This week, Selectman Shelly MacNeill, who was a School Committee member when the trash fee was instituted back in 2011 to prevent drastic service cuts and layoffs, disputed Colarusso's persistent argument in favor of spending surplus revenue before first being assured of Stoneham's fiscal stability.
According to MacNeill, who recalls the era between 2005 and 2011 when the school system was decimated by staff layoffs and cuts that included the proposed elimination of varsity sports, what the town really can't afford is a return to that era of financial chaos.
"This is a mistake…I do not want to see us reverse 10 years of work that the School Committee and Board of Selectmen did to get us back to this point. We don't want to go back to those days," MacNeill warned.

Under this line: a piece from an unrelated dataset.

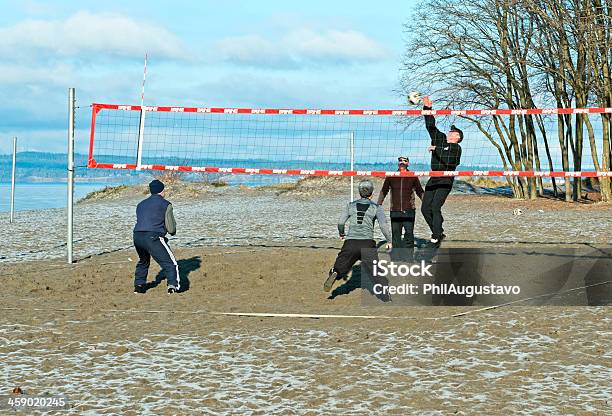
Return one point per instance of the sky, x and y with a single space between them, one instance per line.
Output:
268 53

"You can't have services without paying for them. I'd love to not have to pay a trash fee or sports fees, but the reality is we don't have enough revenue to pay for those things," she later said.
Though the practice of charging residents for trash pickup dates back to 2005, when a $150 annual fee was implemented, the pay system was briefly eliminated beginning in 2009.
However, in Jan. of 2011, the Selectmen re-imposed the charge by authorizing former Town Administrator David Ragucci to bill residents as much as $252 for the service each year.
In Sept. of 2013, town officials slashed the bill to $200. The following April, in a major overhaul of the collection system, the Board of Selectmen restricted to 90-gallons the amount of garbage residents can toss out each week, while weekly recycling became mandatory.
Those major changes to trash policy were aimed at significantly increasing the town’s recycling rates, which were hovering around a dismal 13 percent. Since recycling is provided for free, reversing that trend was eyed as a way to reduce the town’s tipping fee costs for bringing tons of extra garbage to the incinerator every year.
Despite the controversy around the changes — the new system was the source of some of the ugliest and most-contentious Board of Selectmen hearings in recent memory — the gamble paid off, with recycling rates nearly doubling just two months after the trash restrictions went into effect.
In Sept. of 2014, after DPW Director Robert Grover predicted Stoneham’s trash bill would drop by some $200,000, the Selectmen voted unanimously to further slash the garbage charges to $160 for single family homeowners.
Two years later, in the summer of 2016, another $15 reduction was approved by the selectmen.